Sir Wilton at once consented, and there and then did as Wingfold desired.

“I've check-mated my lady at last!” he chuckled, as he drove home. “She would have me the villain to disinherit my firstborn for her miserable brood! She shall find my other will, and think she's safe! Then the thunderbolt—and Dick master! My lady's dower won't be much for Percy the cad and Arthur the proper, not to mention Dorothy the cow, and Vixen the rat!”

He always spoke as if lady Ann's children were none of his. Her ladyship had taught him to do so, for she always said, “My children!”

That night he slept with an easier mind. He had put the deed off and off, regarding it as his abdication; but now it was done he felt more comfortable.

Wingfold suspected in the paper some provision for Richard, but could imagine no reason for letting it lie unopened until a year should have passed from the baronet's death. Troubling himself nothing, however, about what was not his business, he put the paper carefully aside—but where he must see it now and then, lest it should pass from his mind, and with sir Wilton's permission, told his wife what he had undertaken concerning it, that she might carry it out if he were prevented from doing so.
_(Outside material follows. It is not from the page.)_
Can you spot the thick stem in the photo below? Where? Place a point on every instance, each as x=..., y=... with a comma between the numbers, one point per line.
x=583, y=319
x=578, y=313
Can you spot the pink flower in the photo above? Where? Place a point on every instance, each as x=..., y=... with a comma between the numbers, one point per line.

Time went on. Communication grew yet less between Mr. Wylder and his family. He had returned to certain old habits, and was spending money pretty fast in London. Failing to make himself a god in the house, he forsook it, and was rapidly losing this world's chance of appreciating a woman whose faults were to his as new wine to dirty water.

In the fourth year, Richard wrote to his father, through his grandfather of course, informing him he had got his B.A. degree, and was waiting further orders. The baronet was heartily pleased with the style of his letter, and in the privacy of his own room gave way to his delight at the thought of his wife's approaching consternation and chagrin. At the same time, however, he was not a little uneasy in prospect of the denouement. For the eyes of his wife had become almost a terror to him. Their grey ice, which had not grown clearer as it grew older, made him shiver. Why should the stronger so often be afraid of the weaker? Sometimes, I suppose, because conscience happens to side with the weaker; sometimes only because the weaker is yet able to make the stronger, especially if he be lazy and a lover of what he calls peace, worse than uncomfortable. The baronet dared not present his son to his wife except in the presence of at least one stranger. He wrote to Richard, appointing a day for his appearance at Mortgrange.